リットナー鉄道・レノン鉄道


 イタリア北部ボルツァーノ(Bolzano/ドイツ語Bozen)の街中から出ているロープウェーでソプラボルツァーノ(Soprabolzano)に上がるとメーターゲージの小さな電車が行ったり来たりしています。かつてこの路線にはラック式の路線がつながりボルツァーノの街まで下りて来ていましたが、事故でラック区間は廃止されてしまいました。そのラック式区間の代わりがロープウェイというわけで、現在は上下を結ぶ幹がロープウェイで上の枝葉が鉄道という珍しい路線形態になっています。それは面白そうだというわけで乗ってみることにしました。

 なおこの辺りはドイツ語圏の南チロルなので鉄道名・地名にイタリア語式とドイツ語式とがありますが、とりあえず他のコンテンツとの兼ね合いからイタリア語式で話を進めます。(レノン鉄道Treno del Renonはイタリア語式、リットナー鉄道Rittner Bahnはドイツ語式)


 まずロープウェイに乗って上がり電車との接続駅ソプラボルツァーノに出ます。車庫から顔を出している茶色の電車はこの鉄道のシンボル的存在になっている開業(1907年)以来の古い電車です。これはシーズンの週末などに走り、普段はドイツから来た中古の電車が頑張っています。

 ソプラボルツァーノ駅前は閑散としていて、毎時1本の電車の待ち時間が長ければ必然的に駅前の線路脇にあるカフェにでも入って一休みするか、ということになるでしょう。でカフェに入ったところカウンターの蹴っとばしがレールでした。線路脇の店なのでシャレたのかどうかまでは聞きそびれましたが本物の中古レールとのことです。もしこの店のカウンターにとまったらぜひ足元を見てみて下さい。なおここではラック式時代の写真を使った絵葉書も売っていました。


 さて乗り鉄ですが、この路線はラッシュンタ(L'Assunta)〜ソプラボルツァーノ〜コッラルボ(Collalbo)の単純な1路線のみです。ソプラボルツァーノ〜コッラルボ間は毎時1本の電車と交互に毎時1本のバスもあって利用者からすると実質30分毎のダイヤになっていますが、ラッシュンタ〜ソプラボルツァーノ間はたったひと駅所要4分の区間なのにどういうわけか一日4往復しか便がありません。
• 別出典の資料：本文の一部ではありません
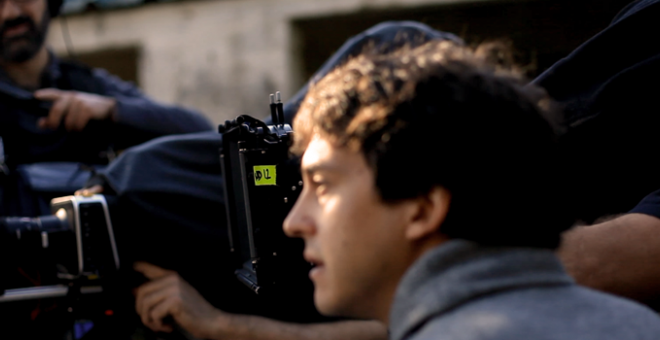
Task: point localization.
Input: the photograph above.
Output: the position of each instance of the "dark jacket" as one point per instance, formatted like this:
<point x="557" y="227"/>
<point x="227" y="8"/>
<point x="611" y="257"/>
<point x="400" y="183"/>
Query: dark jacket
<point x="139" y="119"/>
<point x="461" y="291"/>
<point x="609" y="88"/>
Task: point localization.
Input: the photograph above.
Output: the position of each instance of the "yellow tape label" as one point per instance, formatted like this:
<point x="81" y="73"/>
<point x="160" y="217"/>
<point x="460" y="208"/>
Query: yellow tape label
<point x="265" y="175"/>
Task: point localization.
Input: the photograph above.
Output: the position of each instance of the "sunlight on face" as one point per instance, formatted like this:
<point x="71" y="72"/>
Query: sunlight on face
<point x="351" y="236"/>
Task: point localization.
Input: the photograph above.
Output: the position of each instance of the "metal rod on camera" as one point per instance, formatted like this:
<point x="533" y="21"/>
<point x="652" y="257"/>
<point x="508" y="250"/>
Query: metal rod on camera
<point x="273" y="109"/>
<point x="280" y="108"/>
<point x="33" y="293"/>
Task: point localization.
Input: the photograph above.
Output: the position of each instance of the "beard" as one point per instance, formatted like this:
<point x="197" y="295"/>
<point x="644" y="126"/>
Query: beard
<point x="20" y="48"/>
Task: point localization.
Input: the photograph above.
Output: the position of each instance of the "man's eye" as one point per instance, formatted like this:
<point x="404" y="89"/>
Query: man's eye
<point x="321" y="189"/>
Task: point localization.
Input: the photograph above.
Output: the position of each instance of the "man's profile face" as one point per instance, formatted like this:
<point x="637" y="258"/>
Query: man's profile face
<point x="23" y="29"/>
<point x="355" y="239"/>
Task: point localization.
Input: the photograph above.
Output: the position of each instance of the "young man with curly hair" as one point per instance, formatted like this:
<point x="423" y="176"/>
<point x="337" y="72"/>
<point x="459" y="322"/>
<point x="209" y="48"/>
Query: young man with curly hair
<point x="433" y="203"/>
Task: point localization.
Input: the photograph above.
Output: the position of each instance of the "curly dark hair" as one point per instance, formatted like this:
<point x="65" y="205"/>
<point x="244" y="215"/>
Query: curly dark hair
<point x="445" y="115"/>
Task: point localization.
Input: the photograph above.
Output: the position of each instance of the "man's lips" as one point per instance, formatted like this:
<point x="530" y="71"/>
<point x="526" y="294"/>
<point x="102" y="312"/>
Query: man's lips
<point x="16" y="30"/>
<point x="316" y="263"/>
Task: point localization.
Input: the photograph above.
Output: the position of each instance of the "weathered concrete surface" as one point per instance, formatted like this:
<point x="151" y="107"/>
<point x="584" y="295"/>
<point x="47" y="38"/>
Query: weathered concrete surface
<point x="222" y="57"/>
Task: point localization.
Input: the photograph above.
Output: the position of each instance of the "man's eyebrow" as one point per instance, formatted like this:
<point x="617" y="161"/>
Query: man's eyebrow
<point x="318" y="167"/>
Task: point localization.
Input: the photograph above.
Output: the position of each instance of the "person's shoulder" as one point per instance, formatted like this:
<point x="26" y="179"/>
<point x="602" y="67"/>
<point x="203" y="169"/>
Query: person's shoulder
<point x="565" y="312"/>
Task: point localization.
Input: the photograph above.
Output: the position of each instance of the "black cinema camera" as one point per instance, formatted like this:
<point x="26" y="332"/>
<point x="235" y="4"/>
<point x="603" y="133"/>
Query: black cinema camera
<point x="78" y="237"/>
<point x="262" y="182"/>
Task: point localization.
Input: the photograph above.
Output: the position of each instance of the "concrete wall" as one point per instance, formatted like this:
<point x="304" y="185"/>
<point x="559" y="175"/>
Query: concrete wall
<point x="222" y="57"/>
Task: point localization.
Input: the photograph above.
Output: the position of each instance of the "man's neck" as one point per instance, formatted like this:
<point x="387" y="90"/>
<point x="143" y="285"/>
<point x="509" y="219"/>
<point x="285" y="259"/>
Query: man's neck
<point x="382" y="305"/>
<point x="28" y="73"/>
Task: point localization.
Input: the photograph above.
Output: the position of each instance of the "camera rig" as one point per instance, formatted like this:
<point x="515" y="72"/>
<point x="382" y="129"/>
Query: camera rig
<point x="262" y="182"/>
<point x="79" y="236"/>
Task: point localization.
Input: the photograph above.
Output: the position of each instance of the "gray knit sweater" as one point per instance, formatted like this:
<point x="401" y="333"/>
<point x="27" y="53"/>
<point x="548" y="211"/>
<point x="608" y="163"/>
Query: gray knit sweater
<point x="461" y="291"/>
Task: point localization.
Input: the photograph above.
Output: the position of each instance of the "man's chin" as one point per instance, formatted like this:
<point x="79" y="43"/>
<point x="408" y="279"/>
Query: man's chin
<point x="19" y="54"/>
<point x="330" y="306"/>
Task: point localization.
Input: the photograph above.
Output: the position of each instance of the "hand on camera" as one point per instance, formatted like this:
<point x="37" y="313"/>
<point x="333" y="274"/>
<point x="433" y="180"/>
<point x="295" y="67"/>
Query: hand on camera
<point x="74" y="109"/>
<point x="167" y="294"/>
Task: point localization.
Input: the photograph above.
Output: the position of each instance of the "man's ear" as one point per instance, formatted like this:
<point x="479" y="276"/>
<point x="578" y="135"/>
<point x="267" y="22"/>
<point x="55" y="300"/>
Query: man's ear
<point x="431" y="212"/>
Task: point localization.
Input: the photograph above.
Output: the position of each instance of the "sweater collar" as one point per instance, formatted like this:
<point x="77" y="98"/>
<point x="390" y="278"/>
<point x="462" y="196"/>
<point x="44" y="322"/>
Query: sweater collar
<point x="459" y="271"/>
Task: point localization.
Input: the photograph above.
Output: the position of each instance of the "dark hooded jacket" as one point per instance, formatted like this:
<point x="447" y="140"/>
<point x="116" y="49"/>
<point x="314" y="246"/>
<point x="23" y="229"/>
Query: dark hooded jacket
<point x="608" y="87"/>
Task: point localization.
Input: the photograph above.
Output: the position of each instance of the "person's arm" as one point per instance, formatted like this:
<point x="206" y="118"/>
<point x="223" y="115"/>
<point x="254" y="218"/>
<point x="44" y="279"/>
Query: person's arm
<point x="167" y="294"/>
<point x="134" y="109"/>
<point x="620" y="256"/>
<point x="123" y="104"/>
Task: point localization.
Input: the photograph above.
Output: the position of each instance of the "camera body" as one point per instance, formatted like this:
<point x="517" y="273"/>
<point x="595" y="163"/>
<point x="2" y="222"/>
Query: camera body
<point x="78" y="238"/>
<point x="95" y="245"/>
<point x="262" y="182"/>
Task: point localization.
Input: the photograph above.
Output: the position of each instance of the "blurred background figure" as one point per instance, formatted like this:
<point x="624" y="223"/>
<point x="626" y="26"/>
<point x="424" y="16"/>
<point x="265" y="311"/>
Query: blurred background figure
<point x="221" y="57"/>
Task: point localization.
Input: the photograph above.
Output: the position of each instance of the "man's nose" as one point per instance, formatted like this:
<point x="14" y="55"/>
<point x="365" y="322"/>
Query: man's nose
<point x="9" y="10"/>
<point x="299" y="223"/>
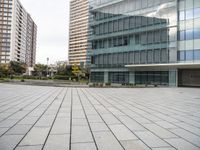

 まずは便数の多いコッラルボまで乗ると所要時間はわずか16分です。基本的にずっと青い芝に山という文字通り牧歌的な沿線で、突然急停車したと思ったら前を鹿が横切った、という具合の癒される雰囲気でした。コッラルボはバスと同居している駅でホームには開業100年を記念した看板が見えます。同じ電車でとんぼ返りして行く電車目当ての客も目に付きこの電車に乗ること自体が観光になっている様子が伺えました。駅前は特に何もないようなところですが、左手奥に下りていくと集落がありいくらかお店などもあります。


 ところでこの電車の運転台はちょっと面白いものでした。使わないときは椅子の背ずりをフタにしてワンタッチで畳めてしまいます。こういういかにもカラクリという感じのものは好みです。


 コッラルボからの戻りはソプラボルツァーノを通り越し終端のラッシュンタまで行ってみます。1日4往復しか電車の来ない区間は短いながらロープウェイや遠くの山がよく見え眺望という点では沿線で一番という感じでした。もう少し便数があると見物に行きやすくていいのですが。この駅には右の車両が留置されていました。


 最後に沿線で見た古い電車オブジェをつけ加えておきます。開業100年を機にこの鉄道は地域のマスコット的な面が強くなっているようです。訪問時雨にたたられたのでざっと乗るだけで終わりにしてしまいましたが、好天なら沿線を歩くとかなり気持ちよさそうです。次は乗り鉄だけでなくゆっくり過ごしに来たいと思いました。